Keempat, broadcast Indonesia terlalu fokus pada orang-orang di sekitar dalam cakupan nasional. Hal ini cukup jauh berbeda dengan broadcast milik Korea Selatan, sebut saja SM Entertainment sebagai salah satu agensi yang
terkenal dan memiliki idol dari berbagai negara, seperti Jepang, Cina, Hongkong, hingga Amerika. Hal tersebut tentu saja menjadikan SM Entertainment sebagai agensi yang cukup memiliki popularitas yang tinggi, karena idol mereka dari berbagai negara, begitupun dengan fans dari agensi ini. Bahkan boyband dari agensi ini mampu melakukan konser ke beberapa negara dalam kurun waktu satu tahun. Broadcast menjadi salah satu hal yang sangat penting dalam perjalanan karier sebuah agensi, karena mereka tentu saja tidak bisa bertahan tanpa penggemar.
Perkembangan Boy/Girl Band di Indonesia tentu saja pernah mengalami pasang surut pada era-nya itu, sebelum akhirnya mereka benar-benar menghilang begitu saja. Sebagian dari mereka masih menapakkan kakinya di dunia entertainment, namun lebih banyak lagi mereka yang hilang begitu saja dan keberadaannya dipertanyakan saat ini. Contohnya saja dapat kita temukan dengan mudah kompilasi video di YouTube mengenai karier salah satu artis saat ini yang hilang bak ditelan waktu.
I-Pop dapat kembali mendapatkan ke-eksistensianya saat ini, terlebih
budaya K-Pop sedang marak-maraknya di Indonesia. Hal ini tentu saja dapat
dimanfaatkan dengan mudah oleh pihak terkait untuk menghidupkan kembali
Boy/Girl Band di Indonesia dengan memperhatikan beberapa hal yang sudah
dijelaskan di atas, salah satu dan yang paling penting adalah mempersiapkan
secara matang kesiapan mereka untuk debut dan tidak terlalu mengenyampingkan
perihal kualitas mereka
Penulis berharap pihak-pihak terkait tidak mengulangi kesalahan yang
sama dengan judul berbeda. Karena jika dipikirkan dengan matang, ketika kita
kembali mendebutkan mereka di tengah arus budaya K-Pop yang kuat saat ini, kita dapat mendapatkan memperoleh beberapa keuntungan, salah satunya dilihat
dari segi ekonomi. Selanjutnya, pihak terkait jangan terlalu mengayomi keinginan pasar sehingga memaksakan hal yang sudah tidak dapat lagi dipaksakan.
REFERENSI
Anindhita (2022). Pudarnya Boyband di Indonesia. [Online].

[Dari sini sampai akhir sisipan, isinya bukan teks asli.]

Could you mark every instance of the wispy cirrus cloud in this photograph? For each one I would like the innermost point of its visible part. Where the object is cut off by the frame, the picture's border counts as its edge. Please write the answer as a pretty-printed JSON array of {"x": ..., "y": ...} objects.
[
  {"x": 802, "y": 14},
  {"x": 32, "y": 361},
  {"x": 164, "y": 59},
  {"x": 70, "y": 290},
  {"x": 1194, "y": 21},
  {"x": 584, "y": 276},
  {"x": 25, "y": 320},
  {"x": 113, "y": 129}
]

https://www.cxomedia.id/art-and-culture/20211228105231-24
173025/pudarnya-boy-band-di-indonesia. (Diakses: Cianjur, 08 Februari 2023).
Annisa (2022). Awal Mula Budaya Korea Selatan Menyebar di Indonesia. [Online]. https://www.ayovibes.com/lifestyle/pr-5314174146/awal mula-budaya-korea-selatan-menyebar-di-indonesia. (Diakses: Cianjur, 01 Maret 2023).
Nabila (2022). Indonesia Jadi Negara dengan Fans K-Pop Terbanyak di Dunia. [Online]. https://goodstats.id/article/. (Diakses: Cianjur, 25 Januari 2023).
Nizar (2019). 5 Alasan Boyband dan Girlband Indonesia Tak Sesukses K-Pop. [Online]. https://m.fimela.com/entertainment/read/3899081/5-alasan boyband-dan-girlband-indonesia-tak-sesukses-k-pop. (Diakses: Cianjur, 08 Februari 2023).
Musa (2015). Dampak Pengaruh Globalisasi Bagi Kehidupan Bangsa Indonesia. [Online]. (Diakses: Cianjur, 01 Maret 2023).